A mistake. The two black men saw me seeing them. They began gathering speed. I gave up on a cab and increased my own pace. They started running. I started running, weaving in and out of the foot traffic, crossing Sixth against the light. I had no idea where I was running to until I reached the parking lot on Fifth Street. The state had built a light rail train system connecting downtown Minneapolis with the Minneapolis–St. Paul International Airport and the Mall of America. The Hennepin Avenue Station loomed in front of me. I cut across the parking lot at a gallop, juking and jiving around parked cars to reach it. I was dragging by the time I jumped the tracks—it was the second time that day I had run for my life and the second time I realized how badly I had let myself go. Never again, I told myself as I crossed the platform and headed toward the train. I figured I was home free until the transit cop standing in the doorway blocked my path.
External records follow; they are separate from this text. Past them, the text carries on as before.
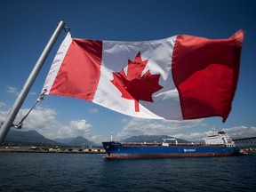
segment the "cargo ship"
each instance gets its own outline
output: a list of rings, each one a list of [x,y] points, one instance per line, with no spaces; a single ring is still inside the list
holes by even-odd
[[[105,158],[172,158],[190,156],[229,156],[239,155],[239,148],[221,131],[203,138],[204,143],[178,143],[177,139],[163,139],[162,143],[102,142]]]

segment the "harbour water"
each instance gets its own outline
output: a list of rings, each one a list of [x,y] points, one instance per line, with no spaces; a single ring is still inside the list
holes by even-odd
[[[0,153],[0,191],[255,191],[256,156],[112,159]]]

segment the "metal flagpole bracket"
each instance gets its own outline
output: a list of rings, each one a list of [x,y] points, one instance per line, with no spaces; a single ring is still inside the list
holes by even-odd
[[[47,89],[44,89],[44,92],[42,92],[42,94],[36,100],[36,103],[33,105],[33,107],[30,108],[30,110],[26,114],[26,116],[21,119],[21,121],[18,124],[12,124],[12,126],[14,128],[16,128],[16,129],[21,129],[22,128],[23,121],[28,117],[28,116],[34,109],[34,108],[36,106],[36,104],[44,100],[44,97],[46,92],[47,92]]]
[[[4,138],[6,134],[8,133],[11,126],[12,125],[12,123],[21,108],[21,105],[23,104],[27,95],[28,94],[28,92],[30,88],[32,87],[39,71],[41,70],[48,54],[50,53],[50,51],[52,50],[52,46],[54,45],[58,36],[60,36],[61,30],[64,28],[65,23],[64,21],[60,20],[53,32],[52,36],[51,36],[48,44],[44,47],[43,52],[41,53],[40,57],[38,58],[38,60],[36,61],[33,70],[31,71],[29,76],[28,77],[25,84],[23,85],[23,88],[21,89],[20,94],[18,95],[12,108],[11,108],[5,121],[2,124],[0,128],[0,145],[4,140]]]

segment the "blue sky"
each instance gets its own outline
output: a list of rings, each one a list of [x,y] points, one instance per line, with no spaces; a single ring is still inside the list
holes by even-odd
[[[55,139],[84,136],[100,142],[109,132],[120,140],[139,134],[168,134],[198,140],[216,125],[231,137],[256,136],[256,2],[253,0],[3,0],[0,3],[0,122],[60,20],[74,37],[142,41],[175,35],[228,38],[245,32],[238,86],[225,124],[220,117],[190,121],[133,118],[77,99],[47,96],[24,122],[23,131],[36,130]],[[40,95],[61,32],[17,116],[16,123]],[[214,98],[212,98],[214,100]]]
  “Do you have a pass?” he asked. He was smiling when he said, “You can’t buy a pass on the train. You have to buy them—” He pointed at a vending machine on the platform.

  Oh, for chrissake, my inner voice shouted. I was too out of breath to say it aloud.

  I dashed across the platform. I found two one-dollar bills in my pocket and was fumbling with them when my pursuers arrived, moving confidently, looking no worse for chasing me. Bet they work out, I told myself as I fed the bills into the vending machine.

  One of them slid a hand under his Bulls jacket. The other reached behind his back.

  “Hey,” I shouted.

  They halted.

  I pointed at the light pole. There was a security camera mounted there, and it was pointed right at the platform.

  “Smile,” I said.

  They looked at the camera and then at me. They didn’t smile. I pointed at the transit cop standing in the doorway to the train and looking out. They didn’t smile some more.

  By then the machine had spat out a pass. I carried it just as casually as I could across the platform to the train. I stepped aboard and showed my pass to the transit cop.

  The two black men stared at the cop. Possibilities flickered over their faces. The cop nodded at them. “The train’s leaving in a few seconds,” he said. “You guys better hurry.”